Little Men - Credit IMDBActor Greg Kinnear excels at injecting a life and a third dimension into characters that otherwise might be simply functional and lacklustre.  Here he plays Brian Jardine a mild-mannered, middle class family man who thinks he has a bit of good fortunate when he inherits a mortgage-free apartment in Brooklyn along with the rental from a shop below.   Brian, a struggling actor; his wife Kathy (Jennifer Ehle), a therapist and he family breadwinner, and their son move from their apartment in Manhattan to Brooklyn.   Brian and Kathy are thrilled when their loner son Jake befriends Tony, the son of the shop tenant who was close to Brian’s late father.

The moral dilemma at the heart of the film occurs when the Jardines discover that their tenant, Leonor Calvelli (Paulina Garcia), a single-mother whose dress shop barely breaks even, pays substantially below the market rate for the prime real estate space.  With Ben now unemployed and his sister Audrey (Talia Balsam) insistent on maximising her share of the inheritance, both Kathy (who ends up buying a dress from the shop) and Brian (sensitive to those who, like himself, are struggling to stay afloat) take turns in trying to negotiate with Leonor.  In a series of emotional pleas, Leonor tells them that she helped Brian’s late father when no one else did, and in return he promised her low rent, although this is not reflected in the lease.

While these arguments are going on, Jake and Tony continue to bond.

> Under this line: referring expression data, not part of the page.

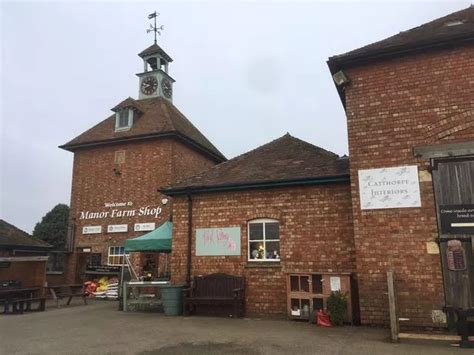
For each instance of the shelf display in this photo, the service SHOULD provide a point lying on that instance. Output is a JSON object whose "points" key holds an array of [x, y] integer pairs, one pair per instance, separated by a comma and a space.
{"points": [[307, 292]]}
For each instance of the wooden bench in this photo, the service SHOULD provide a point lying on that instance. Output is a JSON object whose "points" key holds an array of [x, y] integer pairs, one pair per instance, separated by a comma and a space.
{"points": [[25, 305], [58, 292], [17, 297], [216, 291]]}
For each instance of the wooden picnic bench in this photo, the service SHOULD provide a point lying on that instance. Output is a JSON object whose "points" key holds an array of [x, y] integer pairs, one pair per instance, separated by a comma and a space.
{"points": [[221, 292], [21, 299], [58, 292]]}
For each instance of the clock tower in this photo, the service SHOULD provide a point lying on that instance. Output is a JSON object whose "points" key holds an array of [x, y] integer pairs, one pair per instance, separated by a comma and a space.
{"points": [[155, 81]]}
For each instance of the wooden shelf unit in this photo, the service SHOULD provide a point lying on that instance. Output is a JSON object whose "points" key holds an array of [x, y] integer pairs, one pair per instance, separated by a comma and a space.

Jake, who draws all the time, wants to be an artist and Tony, who is a natural, wants to be an actor. They have dinner and spend the night at one another’s home; roller skate through the city together; discuss their future plans to attend Fiorello H LaGuardia High School that specialises in the creative arts, and explore the city together.   With Tony, Jake, who shows no interest in girls, even goes to a rave in Manhattan, where he sits on the sidelines while Tony flirts with, and is rejected by, a pretty girl he likes.

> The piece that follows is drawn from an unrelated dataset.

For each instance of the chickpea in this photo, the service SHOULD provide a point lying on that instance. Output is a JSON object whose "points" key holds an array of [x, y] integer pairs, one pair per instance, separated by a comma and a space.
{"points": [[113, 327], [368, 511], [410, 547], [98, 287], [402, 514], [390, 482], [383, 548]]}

In one funny scene, when the boys are angry with their parents’ unfair treatment, they conspire to give them the silent treatment, and sustain it admirably well given their frustrating dependency on adults.

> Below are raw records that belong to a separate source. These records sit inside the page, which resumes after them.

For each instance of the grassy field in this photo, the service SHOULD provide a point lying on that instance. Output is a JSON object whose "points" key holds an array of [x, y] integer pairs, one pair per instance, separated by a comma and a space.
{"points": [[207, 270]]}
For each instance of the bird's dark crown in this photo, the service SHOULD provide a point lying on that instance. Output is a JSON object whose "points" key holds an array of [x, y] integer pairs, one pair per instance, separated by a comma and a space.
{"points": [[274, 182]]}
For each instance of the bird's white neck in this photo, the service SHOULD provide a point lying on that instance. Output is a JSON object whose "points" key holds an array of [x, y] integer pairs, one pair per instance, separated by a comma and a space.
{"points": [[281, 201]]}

While Sachs is clearly interested in the parents’ inability to resolve this tricky dilemma, his focus is on the children, and how the dispute between the parents, the equivalent of a physical divorce, affects the boys.

Paulina Garcia is terrific as Leonor. She is not afraid to show a woman whose own helplessness prompts her to use emotional blackmail and a stubborn defiance that might make viewers less sympathetic to her plight, rather than more. The Chilean-Spanish actress might be remembered for her superb performance as the eponymous heroine of 2013’s older-women’s-lib film, Gloria, and it’s great to see her back on the screen.

The real stars of the film, however, are the adolescent actors, and in particular the animated, ebullient Michael Barbieri who, like his character Tony, is surely going to find his vocation in acting.

While Little Men is a separate, independent film from Love is Strange, it is no coincidence that both films, written by Sachs with Mauricio Zacharias, explore the unintended consequences of a property dispute on two sets of male protagonists: an older, vulnerable pair and a young, impressionable duo.  Nor is it a coincidence that the two men in Love is Strange are also both creative types, one a painter, and the other a music teacher.  In this case, Leonor, who makes and designs dresses and Brian an actor, who derives no pleasure from the eviction, are also creative types. This is not fortuitous as Sachs seems to be contrasting the artistic mentality with the cut-throat world of New York real estate, showing the vulnerable on both sides to be the victims, regardless of age.

While property disputes and the pains of losing a best friend are serious matters, Sachs injects a lovely low-key humour into the film, and some astute irony. The perfectly judged ending will touch a cord with every adult who remembers the helplessness of being a child in a senseless adult world.  A master of brevity, Little Men says more in 85 minutes than many films manage in 2 hours, and every minute is a treat.